I have some data containing spelling errors. I'm correcting them and scoring how close the spelling is using the following code:
import pandas as pd
import difflib
Li_A = ["potato", "tomato", "squash", "apple", "pear"]
B = {'one' : pd.Series(["potat0", "toma3o", "s5uash", "ap8le", "pea7"], index=['a', 'b', 'c', 'd', 'e']),
'two' : pd.Series(["po1ato", "2omato", "squ0sh", "2pple", "p3ar"], index=['a', 'b', 'c', 'd', 'e'])}
df_B = pd.DataFrame(B)
# Define the function that corrects the spelling:
def Spelling(ask):
return difflib.get_close_matches(ask, Li_A, n=3, cutoff=0.5)[0]

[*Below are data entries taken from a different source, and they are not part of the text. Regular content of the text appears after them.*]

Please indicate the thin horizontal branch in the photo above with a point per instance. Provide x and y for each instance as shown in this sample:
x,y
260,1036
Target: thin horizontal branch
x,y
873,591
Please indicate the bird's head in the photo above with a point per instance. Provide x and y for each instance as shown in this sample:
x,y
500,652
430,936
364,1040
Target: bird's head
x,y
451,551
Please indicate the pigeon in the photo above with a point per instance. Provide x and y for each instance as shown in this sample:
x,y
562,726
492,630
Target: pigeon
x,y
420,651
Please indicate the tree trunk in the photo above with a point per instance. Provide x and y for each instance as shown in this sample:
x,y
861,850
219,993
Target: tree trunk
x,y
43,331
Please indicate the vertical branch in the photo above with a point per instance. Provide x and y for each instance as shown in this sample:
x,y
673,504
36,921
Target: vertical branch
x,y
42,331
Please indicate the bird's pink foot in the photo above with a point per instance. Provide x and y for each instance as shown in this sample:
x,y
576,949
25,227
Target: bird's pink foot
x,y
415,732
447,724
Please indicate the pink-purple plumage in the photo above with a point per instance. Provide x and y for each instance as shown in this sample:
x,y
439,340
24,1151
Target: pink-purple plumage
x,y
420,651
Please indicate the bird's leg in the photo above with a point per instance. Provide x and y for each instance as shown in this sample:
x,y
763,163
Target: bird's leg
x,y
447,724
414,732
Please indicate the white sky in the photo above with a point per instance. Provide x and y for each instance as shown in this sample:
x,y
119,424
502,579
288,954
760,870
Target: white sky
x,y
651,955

df_B['Correct one'] = df_B['one'].apply(Spelling)
# Define the function that Scores the spelling:
def Spell_Score(row):
return difflib.SequenceMatcher(None, row['one'], row['Correct one']).ratio()
df_B['Score'] = df_B.apply(Spell_Score, axis=1)
This outputs the correct spelling and the score:
df_B
one two Correct one Score
a potat0 po1ato potato 0.833333
b toma3o 2omato tomato 0.833333
c s5uash squ0sh squash 0.833333
d ap8le 2pple apple 0.800000
e pea7 p3ar pear 0.750000
How can I add columns to give the second and third highest scoring results and their scores please?